A ciascuno il suo apprendimento

L’essenziale è far comprendere a chi non è nato e cresciuto in tempi di modem e wi-fi che la tecnologia non è un nemico da schivare e combattere, ma un alleato da scoprire e valorizzare. In che modo? Come già detto, esistono varie possibilità. C’è chi impara ad approcciarsi alle nuove tecnologie di cui può usufruire al lavoro visionando video su internet (i famosi tutorial), chi lo fa partecipando a lezioni di gruppo (nel corso delle quali può porre domande all’insegnante ed interagire con gli altri allievi), chi ci riesce rapportandosi individualmente col formatore incaricato di spiegargli come utilizzare un programma nuovo e chi, infine, riesce ad imparare ascoltando audio-lezioni negli spazi di tempo disponibili (lungo il tragitto casa-lavoro, mentre prepara la cena ecc…). Dando alla gente la possibilità di avvicinarsi a ciò che percepisce come distante e ostile nei tempi e nei modi che le sono più congeniali, il gap generazionale potrà essere superato. A discapito degli stereotipi che si sono sedimentati nel tempo. Cosa vuol dire in termini pratici? Che anche un dipendente sessantacinquenne (che conta gli anni che lo separano dalla pensione) può diventare uno “smanettone” professionista, capace di sfruttare al meglio gli strumenti digitali di cui, fino a poco tempo fa, diffidava profondamente. La possibilità di inglobare nel suo know-how competenze del tutto nuove gli procurerà soddisfazioni inaspettate e lo trasformerà in una risorsa più motivata, fiduciosa di sé e produttiva.

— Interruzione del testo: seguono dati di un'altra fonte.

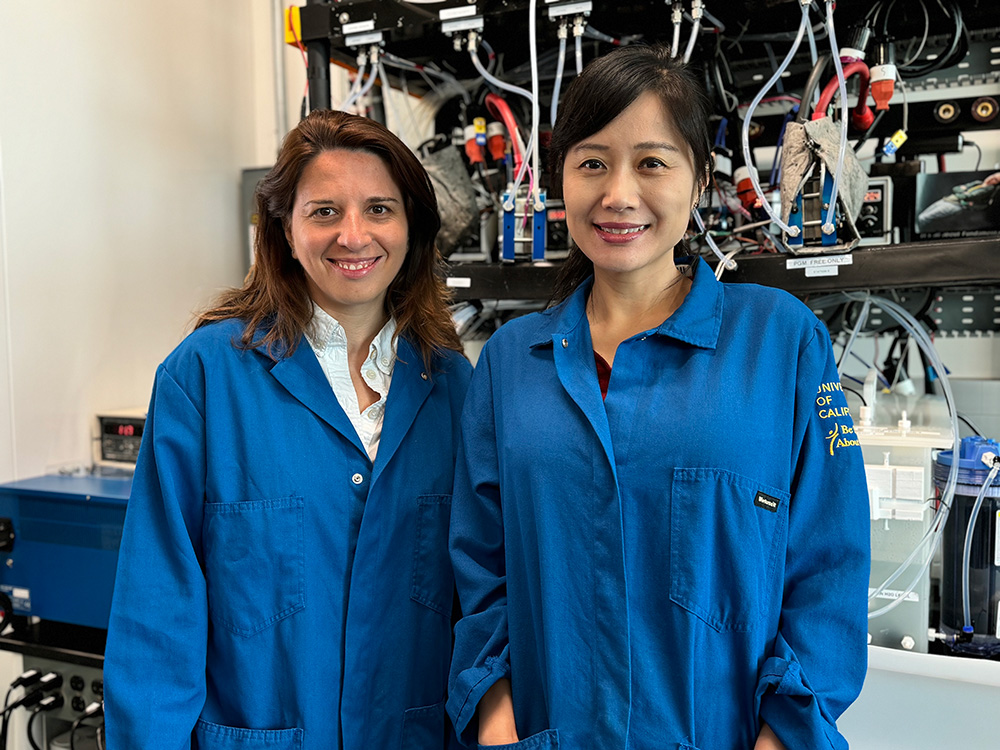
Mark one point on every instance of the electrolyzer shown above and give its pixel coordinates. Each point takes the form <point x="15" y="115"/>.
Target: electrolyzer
<point x="970" y="584"/>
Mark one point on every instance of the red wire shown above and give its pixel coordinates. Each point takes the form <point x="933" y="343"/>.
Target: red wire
<point x="498" y="107"/>
<point x="827" y="96"/>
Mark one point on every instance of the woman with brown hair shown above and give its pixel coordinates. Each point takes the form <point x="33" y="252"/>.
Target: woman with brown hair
<point x="283" y="577"/>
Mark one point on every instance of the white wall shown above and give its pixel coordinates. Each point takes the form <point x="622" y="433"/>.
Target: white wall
<point x="123" y="129"/>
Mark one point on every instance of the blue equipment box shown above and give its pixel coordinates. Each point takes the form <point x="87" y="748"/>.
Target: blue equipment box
<point x="61" y="560"/>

E chi lo ha detto che l’età può costituire un ostacolo all’apprendimento di nuovi codici e linguaggi? Col giusto spirito e la giusta metodologia, anche i lavoratori “diversamente giovani” possono approcciarsi in maniera vincente alle nuove tecnologie, fornendo un modello importante alle “giovani leve” che spesso difettano di auto-critica ed umiltà. Chi non smette mai di mettersi in gioco e va alla ricerca delle chiavi che servono ad aprire le porte rimaste chiuse dimostra di avere un’apertura mentale da far invidia a un ventenne, che lo porterà ad agguantare continui successi anche “da grande”.